Ölümleri pahasına madene inerek greve başlayan işçiler satışa karşı.

Çayırhan Termik Santrali maden sahalarının özelleştirilmesine karşı 500 madenci yer altına indi, kendilerini kilitlediler.

Yeryüzünde kalanlar, yeraltındakilerin sesi. Çayırhan'da mücadele kararlılıkla sürüyor.

Maden girişinde sendikanın astığı grev pankartı karşılıyor gelenleri. Grev nedeniyle madencileri içeriye taşıyan nakil araçlarıysa boş.

Maden girişinin hemen ardında yükselen büyük bir tepe öğle saatlerinde sahanın gölgede kalmasına neden oluyor.  Haliyle soğuk erken bastırınca işçiler ateşin etrafında birleşiyor.
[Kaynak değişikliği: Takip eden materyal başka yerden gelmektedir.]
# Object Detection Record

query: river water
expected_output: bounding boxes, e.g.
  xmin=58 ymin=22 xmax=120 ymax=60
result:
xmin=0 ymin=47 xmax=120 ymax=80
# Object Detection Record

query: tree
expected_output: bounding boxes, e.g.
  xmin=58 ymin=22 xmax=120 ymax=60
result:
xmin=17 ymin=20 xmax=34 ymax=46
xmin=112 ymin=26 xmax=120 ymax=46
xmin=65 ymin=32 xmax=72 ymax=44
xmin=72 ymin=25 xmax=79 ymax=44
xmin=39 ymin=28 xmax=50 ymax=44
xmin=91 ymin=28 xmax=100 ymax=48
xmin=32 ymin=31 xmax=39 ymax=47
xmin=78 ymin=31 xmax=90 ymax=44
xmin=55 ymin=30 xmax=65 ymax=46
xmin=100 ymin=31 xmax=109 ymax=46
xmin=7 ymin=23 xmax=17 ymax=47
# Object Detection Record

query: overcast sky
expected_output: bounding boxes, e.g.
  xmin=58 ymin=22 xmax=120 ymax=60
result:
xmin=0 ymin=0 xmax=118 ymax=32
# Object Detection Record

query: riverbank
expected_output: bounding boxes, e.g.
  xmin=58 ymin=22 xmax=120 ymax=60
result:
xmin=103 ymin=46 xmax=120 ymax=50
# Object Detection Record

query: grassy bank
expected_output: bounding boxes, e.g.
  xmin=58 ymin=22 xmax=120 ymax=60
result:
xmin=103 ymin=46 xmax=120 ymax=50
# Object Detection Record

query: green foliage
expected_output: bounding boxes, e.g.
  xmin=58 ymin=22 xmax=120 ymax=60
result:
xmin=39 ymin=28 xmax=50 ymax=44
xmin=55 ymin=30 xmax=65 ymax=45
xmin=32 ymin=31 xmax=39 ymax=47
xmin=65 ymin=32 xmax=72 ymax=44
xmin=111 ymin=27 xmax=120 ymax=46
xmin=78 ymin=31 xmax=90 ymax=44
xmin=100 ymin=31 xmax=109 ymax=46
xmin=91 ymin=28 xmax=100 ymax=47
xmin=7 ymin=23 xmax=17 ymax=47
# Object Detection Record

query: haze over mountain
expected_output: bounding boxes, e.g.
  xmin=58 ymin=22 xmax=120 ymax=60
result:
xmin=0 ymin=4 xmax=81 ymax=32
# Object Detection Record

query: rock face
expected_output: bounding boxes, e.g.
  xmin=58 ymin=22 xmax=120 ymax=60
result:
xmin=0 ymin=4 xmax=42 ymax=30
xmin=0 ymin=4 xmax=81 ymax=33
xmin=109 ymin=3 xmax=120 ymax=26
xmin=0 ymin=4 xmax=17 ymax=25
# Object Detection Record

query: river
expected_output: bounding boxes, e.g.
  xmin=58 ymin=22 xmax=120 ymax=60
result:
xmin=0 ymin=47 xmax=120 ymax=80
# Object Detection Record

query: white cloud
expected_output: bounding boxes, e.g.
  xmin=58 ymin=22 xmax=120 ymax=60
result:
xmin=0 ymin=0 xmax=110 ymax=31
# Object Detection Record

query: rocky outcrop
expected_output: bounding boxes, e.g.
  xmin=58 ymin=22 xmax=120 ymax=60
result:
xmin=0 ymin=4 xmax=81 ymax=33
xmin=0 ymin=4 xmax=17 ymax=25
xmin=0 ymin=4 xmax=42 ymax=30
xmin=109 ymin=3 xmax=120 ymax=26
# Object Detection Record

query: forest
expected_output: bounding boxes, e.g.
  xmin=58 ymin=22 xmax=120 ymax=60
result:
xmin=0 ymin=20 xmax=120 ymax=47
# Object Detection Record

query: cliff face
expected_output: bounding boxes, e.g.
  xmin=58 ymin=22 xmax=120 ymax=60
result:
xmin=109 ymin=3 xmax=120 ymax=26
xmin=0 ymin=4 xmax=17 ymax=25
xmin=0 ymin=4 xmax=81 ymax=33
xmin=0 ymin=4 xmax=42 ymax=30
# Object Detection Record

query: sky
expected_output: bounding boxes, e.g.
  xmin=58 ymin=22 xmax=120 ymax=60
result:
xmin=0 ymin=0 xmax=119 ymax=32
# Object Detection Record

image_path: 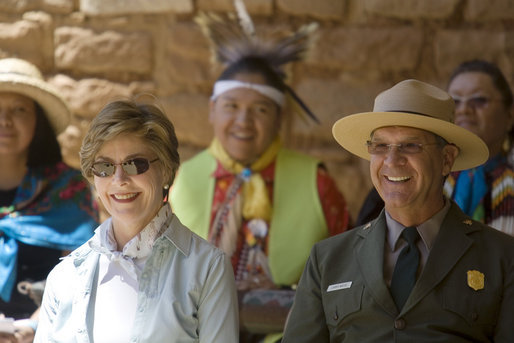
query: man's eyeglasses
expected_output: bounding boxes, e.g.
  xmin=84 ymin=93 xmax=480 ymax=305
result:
xmin=366 ymin=141 xmax=439 ymax=155
xmin=91 ymin=157 xmax=159 ymax=177
xmin=453 ymin=95 xmax=501 ymax=110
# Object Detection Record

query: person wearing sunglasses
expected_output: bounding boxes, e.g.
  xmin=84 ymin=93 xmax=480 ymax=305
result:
xmin=445 ymin=60 xmax=514 ymax=235
xmin=356 ymin=60 xmax=514 ymax=235
xmin=0 ymin=58 xmax=98 ymax=343
xmin=35 ymin=101 xmax=238 ymax=343
xmin=282 ymin=80 xmax=514 ymax=343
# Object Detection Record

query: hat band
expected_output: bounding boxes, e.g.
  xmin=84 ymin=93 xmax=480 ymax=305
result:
xmin=211 ymin=80 xmax=285 ymax=107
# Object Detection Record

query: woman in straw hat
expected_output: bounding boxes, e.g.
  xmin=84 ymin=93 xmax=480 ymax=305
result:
xmin=0 ymin=58 xmax=97 ymax=342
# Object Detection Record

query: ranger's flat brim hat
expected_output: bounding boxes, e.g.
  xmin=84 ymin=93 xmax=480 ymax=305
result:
xmin=0 ymin=58 xmax=71 ymax=135
xmin=332 ymin=80 xmax=489 ymax=171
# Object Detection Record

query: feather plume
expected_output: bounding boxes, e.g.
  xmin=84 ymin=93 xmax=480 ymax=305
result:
xmin=195 ymin=0 xmax=319 ymax=123
xmin=234 ymin=0 xmax=255 ymax=37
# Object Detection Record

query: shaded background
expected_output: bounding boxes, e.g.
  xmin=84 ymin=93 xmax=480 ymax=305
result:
xmin=0 ymin=0 xmax=514 ymax=219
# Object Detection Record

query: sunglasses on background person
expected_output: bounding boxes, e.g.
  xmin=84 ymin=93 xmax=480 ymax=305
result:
xmin=91 ymin=157 xmax=159 ymax=177
xmin=453 ymin=95 xmax=502 ymax=110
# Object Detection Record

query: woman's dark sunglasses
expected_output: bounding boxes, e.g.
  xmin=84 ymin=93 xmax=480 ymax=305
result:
xmin=91 ymin=157 xmax=159 ymax=177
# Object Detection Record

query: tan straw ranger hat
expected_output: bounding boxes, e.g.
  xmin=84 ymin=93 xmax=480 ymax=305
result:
xmin=332 ymin=80 xmax=489 ymax=171
xmin=0 ymin=58 xmax=71 ymax=135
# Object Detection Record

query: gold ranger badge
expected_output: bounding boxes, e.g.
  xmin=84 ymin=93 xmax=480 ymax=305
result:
xmin=468 ymin=270 xmax=485 ymax=291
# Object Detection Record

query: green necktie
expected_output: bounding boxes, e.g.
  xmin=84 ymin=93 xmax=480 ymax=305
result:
xmin=391 ymin=226 xmax=419 ymax=310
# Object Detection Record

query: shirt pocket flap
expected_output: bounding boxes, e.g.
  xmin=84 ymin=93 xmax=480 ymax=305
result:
xmin=323 ymin=284 xmax=364 ymax=326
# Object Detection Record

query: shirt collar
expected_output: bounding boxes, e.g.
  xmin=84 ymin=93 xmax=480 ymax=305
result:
xmin=385 ymin=198 xmax=451 ymax=251
xmin=90 ymin=203 xmax=173 ymax=259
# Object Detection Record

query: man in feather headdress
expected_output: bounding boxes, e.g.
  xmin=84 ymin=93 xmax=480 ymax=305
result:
xmin=170 ymin=2 xmax=350 ymax=342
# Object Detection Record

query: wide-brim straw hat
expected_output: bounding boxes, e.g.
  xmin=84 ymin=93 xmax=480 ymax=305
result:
xmin=332 ymin=80 xmax=489 ymax=171
xmin=0 ymin=58 xmax=71 ymax=135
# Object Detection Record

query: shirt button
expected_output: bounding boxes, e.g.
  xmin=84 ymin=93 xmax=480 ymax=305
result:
xmin=394 ymin=318 xmax=405 ymax=330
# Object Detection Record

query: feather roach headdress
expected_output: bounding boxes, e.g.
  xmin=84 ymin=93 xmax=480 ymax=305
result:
xmin=195 ymin=0 xmax=319 ymax=123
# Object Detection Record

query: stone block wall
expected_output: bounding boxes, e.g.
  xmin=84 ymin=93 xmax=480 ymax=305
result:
xmin=0 ymin=0 xmax=514 ymax=217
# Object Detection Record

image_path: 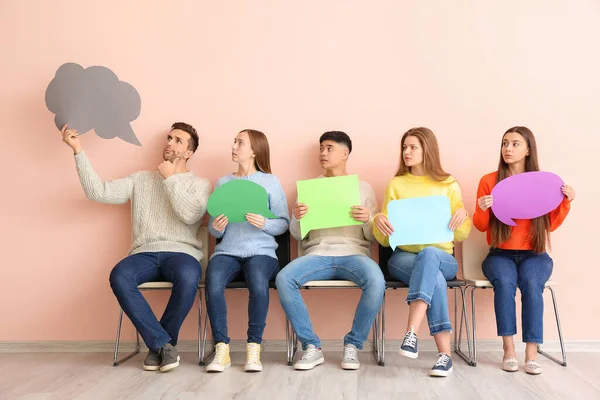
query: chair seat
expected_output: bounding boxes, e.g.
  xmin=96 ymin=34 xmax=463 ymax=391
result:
xmin=385 ymin=279 xmax=467 ymax=289
xmin=467 ymin=279 xmax=557 ymax=288
xmin=302 ymin=280 xmax=358 ymax=288
xmin=138 ymin=282 xmax=173 ymax=290
xmin=227 ymin=281 xmax=276 ymax=289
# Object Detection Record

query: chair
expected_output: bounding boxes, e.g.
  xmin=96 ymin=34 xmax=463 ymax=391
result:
xmin=198 ymin=231 xmax=290 ymax=366
xmin=113 ymin=227 xmax=208 ymax=367
xmin=464 ymin=248 xmax=567 ymax=367
xmin=378 ymin=243 xmax=475 ymax=366
xmin=285 ymin=242 xmax=381 ymax=366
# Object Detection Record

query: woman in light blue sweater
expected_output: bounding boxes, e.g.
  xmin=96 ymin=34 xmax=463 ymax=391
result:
xmin=206 ymin=129 xmax=290 ymax=372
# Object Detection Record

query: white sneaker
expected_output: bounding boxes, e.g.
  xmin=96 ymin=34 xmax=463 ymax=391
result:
xmin=294 ymin=344 xmax=325 ymax=370
xmin=525 ymin=360 xmax=542 ymax=375
xmin=342 ymin=344 xmax=360 ymax=369
xmin=244 ymin=343 xmax=262 ymax=372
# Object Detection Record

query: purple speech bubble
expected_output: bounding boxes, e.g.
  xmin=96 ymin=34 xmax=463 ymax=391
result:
xmin=492 ymin=171 xmax=565 ymax=226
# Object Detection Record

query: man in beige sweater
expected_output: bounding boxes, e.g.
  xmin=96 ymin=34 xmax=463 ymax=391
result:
xmin=276 ymin=131 xmax=385 ymax=370
xmin=61 ymin=122 xmax=211 ymax=372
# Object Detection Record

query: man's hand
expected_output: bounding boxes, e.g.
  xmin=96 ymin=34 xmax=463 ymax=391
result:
xmin=60 ymin=124 xmax=81 ymax=155
xmin=292 ymin=203 xmax=308 ymax=221
xmin=350 ymin=206 xmax=371 ymax=224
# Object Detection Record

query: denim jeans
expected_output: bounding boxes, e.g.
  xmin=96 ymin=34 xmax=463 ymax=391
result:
xmin=110 ymin=252 xmax=202 ymax=351
xmin=275 ymin=255 xmax=385 ymax=349
xmin=482 ymin=248 xmax=554 ymax=343
xmin=388 ymin=247 xmax=458 ymax=336
xmin=206 ymin=255 xmax=279 ymax=344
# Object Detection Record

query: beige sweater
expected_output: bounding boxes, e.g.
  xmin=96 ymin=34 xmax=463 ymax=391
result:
xmin=75 ymin=151 xmax=211 ymax=261
xmin=290 ymin=181 xmax=377 ymax=256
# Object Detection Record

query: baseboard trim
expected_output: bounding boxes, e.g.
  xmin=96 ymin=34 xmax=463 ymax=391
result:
xmin=0 ymin=339 xmax=600 ymax=353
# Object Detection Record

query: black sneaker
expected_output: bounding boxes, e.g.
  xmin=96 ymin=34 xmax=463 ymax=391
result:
xmin=158 ymin=343 xmax=180 ymax=372
xmin=144 ymin=350 xmax=161 ymax=371
xmin=429 ymin=353 xmax=452 ymax=377
xmin=399 ymin=329 xmax=419 ymax=360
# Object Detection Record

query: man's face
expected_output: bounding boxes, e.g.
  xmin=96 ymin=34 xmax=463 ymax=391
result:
xmin=163 ymin=129 xmax=193 ymax=162
xmin=319 ymin=140 xmax=349 ymax=170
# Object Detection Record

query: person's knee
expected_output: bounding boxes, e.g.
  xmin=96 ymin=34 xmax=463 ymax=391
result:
xmin=108 ymin=264 xmax=130 ymax=290
xmin=176 ymin=261 xmax=202 ymax=287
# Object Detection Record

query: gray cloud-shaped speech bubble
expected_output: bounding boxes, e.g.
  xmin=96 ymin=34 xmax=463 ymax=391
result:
xmin=46 ymin=63 xmax=142 ymax=146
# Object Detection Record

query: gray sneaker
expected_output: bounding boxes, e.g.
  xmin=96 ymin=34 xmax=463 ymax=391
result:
xmin=294 ymin=344 xmax=325 ymax=370
xmin=144 ymin=350 xmax=161 ymax=371
xmin=158 ymin=343 xmax=180 ymax=372
xmin=342 ymin=344 xmax=360 ymax=369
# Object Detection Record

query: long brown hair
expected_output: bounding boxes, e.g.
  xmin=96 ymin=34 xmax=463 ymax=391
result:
xmin=396 ymin=127 xmax=450 ymax=181
xmin=490 ymin=126 xmax=550 ymax=253
xmin=240 ymin=129 xmax=271 ymax=174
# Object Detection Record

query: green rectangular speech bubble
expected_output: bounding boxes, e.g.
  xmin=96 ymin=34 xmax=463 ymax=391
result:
xmin=296 ymin=175 xmax=362 ymax=239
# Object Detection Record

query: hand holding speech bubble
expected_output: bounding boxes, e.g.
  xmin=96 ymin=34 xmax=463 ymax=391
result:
xmin=46 ymin=63 xmax=141 ymax=146
xmin=207 ymin=179 xmax=279 ymax=223
xmin=491 ymin=171 xmax=565 ymax=226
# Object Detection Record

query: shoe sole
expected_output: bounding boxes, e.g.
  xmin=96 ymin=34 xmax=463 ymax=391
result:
xmin=206 ymin=363 xmax=231 ymax=372
xmin=294 ymin=358 xmax=325 ymax=371
xmin=429 ymin=367 xmax=454 ymax=378
xmin=159 ymin=356 xmax=181 ymax=372
xmin=398 ymin=349 xmax=419 ymax=360
xmin=342 ymin=362 xmax=360 ymax=371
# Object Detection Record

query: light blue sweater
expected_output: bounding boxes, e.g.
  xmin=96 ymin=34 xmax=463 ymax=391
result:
xmin=208 ymin=171 xmax=290 ymax=258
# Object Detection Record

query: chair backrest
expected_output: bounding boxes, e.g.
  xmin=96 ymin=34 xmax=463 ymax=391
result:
xmin=378 ymin=242 xmax=464 ymax=280
xmin=463 ymin=235 xmax=489 ymax=281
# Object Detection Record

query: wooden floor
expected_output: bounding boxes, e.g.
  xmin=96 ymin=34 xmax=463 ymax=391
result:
xmin=0 ymin=351 xmax=600 ymax=400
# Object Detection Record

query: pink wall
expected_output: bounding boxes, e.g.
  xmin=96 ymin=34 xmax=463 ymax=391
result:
xmin=0 ymin=0 xmax=600 ymax=341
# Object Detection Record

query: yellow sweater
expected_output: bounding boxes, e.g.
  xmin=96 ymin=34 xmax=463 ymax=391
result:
xmin=373 ymin=174 xmax=471 ymax=254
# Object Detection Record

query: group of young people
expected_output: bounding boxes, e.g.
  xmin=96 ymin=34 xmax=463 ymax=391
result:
xmin=61 ymin=122 xmax=575 ymax=377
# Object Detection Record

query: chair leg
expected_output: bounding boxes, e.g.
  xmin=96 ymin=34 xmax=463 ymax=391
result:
xmin=454 ymin=287 xmax=475 ymax=367
xmin=537 ymin=286 xmax=567 ymax=367
xmin=198 ymin=288 xmax=203 ymax=366
xmin=378 ymin=291 xmax=385 ymax=367
xmin=113 ymin=308 xmax=140 ymax=367
xmin=199 ymin=306 xmax=215 ymax=366
xmin=471 ymin=286 xmax=477 ymax=367
xmin=285 ymin=317 xmax=298 ymax=366
xmin=371 ymin=309 xmax=381 ymax=364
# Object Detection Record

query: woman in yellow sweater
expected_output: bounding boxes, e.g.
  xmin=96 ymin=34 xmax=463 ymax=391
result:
xmin=373 ymin=128 xmax=471 ymax=376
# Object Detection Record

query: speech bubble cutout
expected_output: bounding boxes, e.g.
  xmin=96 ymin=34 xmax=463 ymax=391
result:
xmin=296 ymin=175 xmax=362 ymax=239
xmin=46 ymin=63 xmax=142 ymax=146
xmin=207 ymin=179 xmax=279 ymax=222
xmin=388 ymin=196 xmax=454 ymax=249
xmin=492 ymin=171 xmax=565 ymax=226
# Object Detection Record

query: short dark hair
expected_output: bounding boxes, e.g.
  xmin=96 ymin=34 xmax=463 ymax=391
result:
xmin=319 ymin=131 xmax=352 ymax=153
xmin=171 ymin=122 xmax=198 ymax=153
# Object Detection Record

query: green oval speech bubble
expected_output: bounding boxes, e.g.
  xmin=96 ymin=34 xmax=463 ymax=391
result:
xmin=207 ymin=179 xmax=279 ymax=222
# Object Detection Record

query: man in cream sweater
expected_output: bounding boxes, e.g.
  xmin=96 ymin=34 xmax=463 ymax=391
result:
xmin=276 ymin=131 xmax=385 ymax=370
xmin=61 ymin=122 xmax=211 ymax=372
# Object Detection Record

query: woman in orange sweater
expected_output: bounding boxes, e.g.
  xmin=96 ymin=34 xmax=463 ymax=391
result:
xmin=473 ymin=126 xmax=575 ymax=375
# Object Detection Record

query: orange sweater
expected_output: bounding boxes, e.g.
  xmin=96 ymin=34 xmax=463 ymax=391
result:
xmin=473 ymin=172 xmax=571 ymax=250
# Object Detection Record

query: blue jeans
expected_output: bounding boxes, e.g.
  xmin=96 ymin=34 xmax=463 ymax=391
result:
xmin=206 ymin=255 xmax=279 ymax=344
xmin=110 ymin=252 xmax=202 ymax=351
xmin=388 ymin=247 xmax=458 ymax=336
xmin=482 ymin=248 xmax=554 ymax=343
xmin=275 ymin=255 xmax=385 ymax=349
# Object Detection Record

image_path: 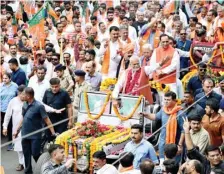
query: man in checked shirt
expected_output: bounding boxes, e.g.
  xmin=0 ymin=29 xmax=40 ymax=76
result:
xmin=41 ymin=144 xmax=75 ymax=174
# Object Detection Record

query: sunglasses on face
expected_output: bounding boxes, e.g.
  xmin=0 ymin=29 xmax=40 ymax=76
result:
xmin=199 ymin=69 xmax=207 ymax=72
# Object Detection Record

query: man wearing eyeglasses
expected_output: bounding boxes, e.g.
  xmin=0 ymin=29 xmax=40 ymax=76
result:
xmin=177 ymin=29 xmax=191 ymax=78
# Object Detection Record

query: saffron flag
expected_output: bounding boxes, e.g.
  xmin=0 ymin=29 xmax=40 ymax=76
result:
xmin=7 ymin=16 xmax=18 ymax=44
xmin=28 ymin=7 xmax=46 ymax=48
xmin=23 ymin=0 xmax=35 ymax=16
xmin=47 ymin=2 xmax=59 ymax=21
xmin=163 ymin=0 xmax=178 ymax=15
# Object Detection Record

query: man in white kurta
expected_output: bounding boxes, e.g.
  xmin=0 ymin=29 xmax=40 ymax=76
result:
xmin=99 ymin=26 xmax=122 ymax=79
xmin=120 ymin=25 xmax=139 ymax=55
xmin=112 ymin=56 xmax=167 ymax=99
xmin=150 ymin=35 xmax=182 ymax=101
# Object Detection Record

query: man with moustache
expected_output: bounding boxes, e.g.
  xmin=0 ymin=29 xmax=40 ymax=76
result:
xmin=213 ymin=76 xmax=224 ymax=98
xmin=85 ymin=61 xmax=102 ymax=91
xmin=112 ymin=56 xmax=168 ymax=104
xmin=43 ymin=78 xmax=73 ymax=142
xmin=142 ymin=91 xmax=186 ymax=163
xmin=202 ymin=98 xmax=224 ymax=146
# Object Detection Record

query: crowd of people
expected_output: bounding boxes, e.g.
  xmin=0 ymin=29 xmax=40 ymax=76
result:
xmin=0 ymin=0 xmax=224 ymax=174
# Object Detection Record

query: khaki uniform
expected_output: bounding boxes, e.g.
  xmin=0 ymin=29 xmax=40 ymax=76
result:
xmin=59 ymin=74 xmax=74 ymax=97
xmin=73 ymin=81 xmax=92 ymax=122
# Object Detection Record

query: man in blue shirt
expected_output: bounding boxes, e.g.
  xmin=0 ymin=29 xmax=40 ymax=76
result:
xmin=14 ymin=87 xmax=56 ymax=174
xmin=177 ymin=29 xmax=191 ymax=78
xmin=9 ymin=58 xmax=26 ymax=86
xmin=143 ymin=91 xmax=186 ymax=161
xmin=195 ymin=78 xmax=222 ymax=109
xmin=187 ymin=63 xmax=207 ymax=96
xmin=124 ymin=124 xmax=158 ymax=169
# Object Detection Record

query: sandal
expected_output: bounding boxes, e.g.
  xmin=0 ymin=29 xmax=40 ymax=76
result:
xmin=16 ymin=164 xmax=24 ymax=171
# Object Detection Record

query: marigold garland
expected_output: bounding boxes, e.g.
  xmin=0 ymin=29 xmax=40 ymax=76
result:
xmin=84 ymin=92 xmax=111 ymax=120
xmin=100 ymin=78 xmax=117 ymax=91
xmin=113 ymin=95 xmax=143 ymax=121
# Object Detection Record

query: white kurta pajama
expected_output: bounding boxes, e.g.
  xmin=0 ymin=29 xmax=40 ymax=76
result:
xmin=3 ymin=97 xmax=24 ymax=165
xmin=99 ymin=41 xmax=121 ymax=79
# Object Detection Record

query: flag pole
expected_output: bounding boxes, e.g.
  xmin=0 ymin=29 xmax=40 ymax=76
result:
xmin=59 ymin=38 xmax=64 ymax=65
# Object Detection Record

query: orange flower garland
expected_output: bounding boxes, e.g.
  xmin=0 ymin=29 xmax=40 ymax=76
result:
xmin=84 ymin=92 xmax=111 ymax=120
xmin=113 ymin=95 xmax=143 ymax=121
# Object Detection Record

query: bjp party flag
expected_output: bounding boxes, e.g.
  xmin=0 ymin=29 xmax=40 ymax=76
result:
xmin=28 ymin=7 xmax=46 ymax=48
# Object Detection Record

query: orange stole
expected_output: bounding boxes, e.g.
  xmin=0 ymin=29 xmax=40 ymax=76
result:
xmin=153 ymin=46 xmax=176 ymax=84
xmin=139 ymin=29 xmax=161 ymax=56
xmin=122 ymin=67 xmax=153 ymax=104
xmin=163 ymin=105 xmax=182 ymax=144
xmin=101 ymin=40 xmax=122 ymax=74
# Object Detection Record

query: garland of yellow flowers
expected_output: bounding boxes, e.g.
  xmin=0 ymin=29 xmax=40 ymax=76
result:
xmin=84 ymin=92 xmax=111 ymax=120
xmin=190 ymin=47 xmax=217 ymax=67
xmin=220 ymin=45 xmax=224 ymax=63
xmin=100 ymin=78 xmax=117 ymax=91
xmin=111 ymin=130 xmax=131 ymax=144
xmin=113 ymin=95 xmax=143 ymax=121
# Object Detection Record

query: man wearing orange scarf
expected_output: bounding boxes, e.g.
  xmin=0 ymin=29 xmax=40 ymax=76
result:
xmin=143 ymin=91 xmax=186 ymax=161
xmin=99 ymin=26 xmax=122 ymax=79
xmin=112 ymin=56 xmax=169 ymax=104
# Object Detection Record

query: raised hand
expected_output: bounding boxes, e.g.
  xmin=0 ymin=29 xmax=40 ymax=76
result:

Yaktıkları madende kazı yaparken kullandıkları kütükler.

14:00-00:00 vardiyasına gelen işçiler önce toplanıp girişte bulunan şirket otomasyonuna kartlarını okuttu. İşçiler direnişe destek vermek için alana girmeden hemen önce kameraya gülümsüyor.

Bir ses geliyor: “Gasteci... Bizi de çeksene hele. Beyler gülümseyin grevdeyiz. Fotoğrafı isterim ama.”

Gün boyunca grev alanında bekleyen işçilere gelen ilk ve tek sıcak yemek. Kimi sandalyede oturarak yiyor yemeğini kimi koliden yaptığı masanın üstünde doyuruyor karnını.

Tüm işçiler sendikadan gelen açıklamayı dinlerken ateş başında çayını yudumluyor madenci.

Ateş etrafında yemek sırası. Sıcak yemek ve ateşle ısınmak için herkes bir diğerine sırayla yerini veriyor. 

Hava kararınca soğuk iyiden iyiye bastırıyor. Ateş başına getirilen kütükler sırasını beklerken, işçiler soğuk esen rüzgarda ellerini kağıt bardaklardaki çaylar ve yan yana olmanın verdiği dayanışmayla ısıtıyor.

Ateş başında bekleyen işçinin yüzünde ateşin gölgesi. İnat, endişe ve mücadele.

Maden ocağının girişinde, yolun hemen aşağısında "uğurlar ola" yazısı karşılıyor işçileri.

Bir yandan arkadaşlarıyla sohbet ediyorlar, bir yandan aileleriyle görüntülü görüşmeler yaparak son durumu anlatıyorlar. Ateş aydınlatıyor geceyi.